Follow up question: How often is the cause emotional?

DK: There is always a component of emotion. It’s devastating. I never think emotions cause the problem. Anxiety can make it worse but not the cause.

ASPT: There’s usually trigger like a urinary tract infection but you have to address the emotional component to bring down the activity of the pelvic floor muscles.

There are some great mindfulness/mediation options on iTunes. It’s not for everyone. Sometimes people respond better to yoga.

Q: I have interstitial cystitis which is well managed, however the interstitial cystitis keeps coming back secondary to bacterial vaginosis. I’m  taking meds and suppositories why does it keep coming back?

DH: Ureaplasma, it can cause recurrent pain. There may be some underlying infections that aren’t being detected. You need a really good lab to pick up some of the other types of yeast. There’s certain candidiasis [yeast] that doesn’t respond to typical drugs.

DK: I think it’s great that she’s figuring out what the fire is. Just a little bit of bacteria can send someone to the moon. Sex can move a lot of bacteria to the urethra and set off interstitial cystitis. These are the things I recommend that my patients do:

1.) Pee after sex- a little tinkle after sex isn’t going to cut it. If you pee before sex you don’t have enough urine to really flush out the bacteria from the urethra. It needs to be like a water hose!

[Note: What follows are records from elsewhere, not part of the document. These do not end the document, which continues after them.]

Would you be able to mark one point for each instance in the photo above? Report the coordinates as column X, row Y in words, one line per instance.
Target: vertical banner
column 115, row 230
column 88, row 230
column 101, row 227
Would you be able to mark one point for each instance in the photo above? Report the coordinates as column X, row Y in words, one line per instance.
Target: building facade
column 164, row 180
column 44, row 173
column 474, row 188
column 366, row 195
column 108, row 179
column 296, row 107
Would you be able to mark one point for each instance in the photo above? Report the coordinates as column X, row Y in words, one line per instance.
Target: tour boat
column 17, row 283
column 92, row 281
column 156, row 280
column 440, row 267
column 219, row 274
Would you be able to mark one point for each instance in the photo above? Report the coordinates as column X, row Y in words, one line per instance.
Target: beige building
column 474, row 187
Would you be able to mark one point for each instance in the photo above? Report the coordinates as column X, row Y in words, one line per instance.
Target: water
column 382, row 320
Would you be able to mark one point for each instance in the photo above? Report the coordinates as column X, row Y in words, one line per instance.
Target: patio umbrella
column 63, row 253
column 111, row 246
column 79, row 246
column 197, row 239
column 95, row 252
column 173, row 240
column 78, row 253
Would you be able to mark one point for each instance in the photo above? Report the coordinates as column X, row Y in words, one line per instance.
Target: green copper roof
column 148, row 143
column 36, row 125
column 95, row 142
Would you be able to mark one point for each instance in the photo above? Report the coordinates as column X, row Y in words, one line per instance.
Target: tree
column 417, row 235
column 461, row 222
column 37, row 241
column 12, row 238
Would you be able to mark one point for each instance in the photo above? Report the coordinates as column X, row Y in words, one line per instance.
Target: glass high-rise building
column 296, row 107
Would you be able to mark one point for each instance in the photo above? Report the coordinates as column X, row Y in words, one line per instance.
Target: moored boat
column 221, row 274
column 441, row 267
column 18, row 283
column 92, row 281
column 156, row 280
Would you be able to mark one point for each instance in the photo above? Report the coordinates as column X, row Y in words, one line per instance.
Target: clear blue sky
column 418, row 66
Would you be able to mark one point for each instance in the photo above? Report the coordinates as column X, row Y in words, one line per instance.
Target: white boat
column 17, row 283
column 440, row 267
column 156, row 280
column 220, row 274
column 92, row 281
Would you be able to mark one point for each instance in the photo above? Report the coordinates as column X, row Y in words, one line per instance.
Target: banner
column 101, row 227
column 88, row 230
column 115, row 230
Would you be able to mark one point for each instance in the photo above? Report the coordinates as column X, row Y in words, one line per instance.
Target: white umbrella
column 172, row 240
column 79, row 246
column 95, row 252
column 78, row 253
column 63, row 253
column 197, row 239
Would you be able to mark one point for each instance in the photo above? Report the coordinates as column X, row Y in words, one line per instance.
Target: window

2.) Bidet- really wash out the vulva- you really need to irrigate it with water before sex: put it on strong. Get a moveable shower head, spread apart the lips of the vulva to get it really clean.

Q: What percentage of you patients are male?

DK: There is a whole category of men that no one thinks of as pelvic floor dysfunction. It actually is the most common diagnosis in my office. It’s common knowledge that pelvic floor dysfunction can come from untreated prostatitis. 95% of prostatitis is nonbacterial, and the cause, pelvic floor myalgia/spasm.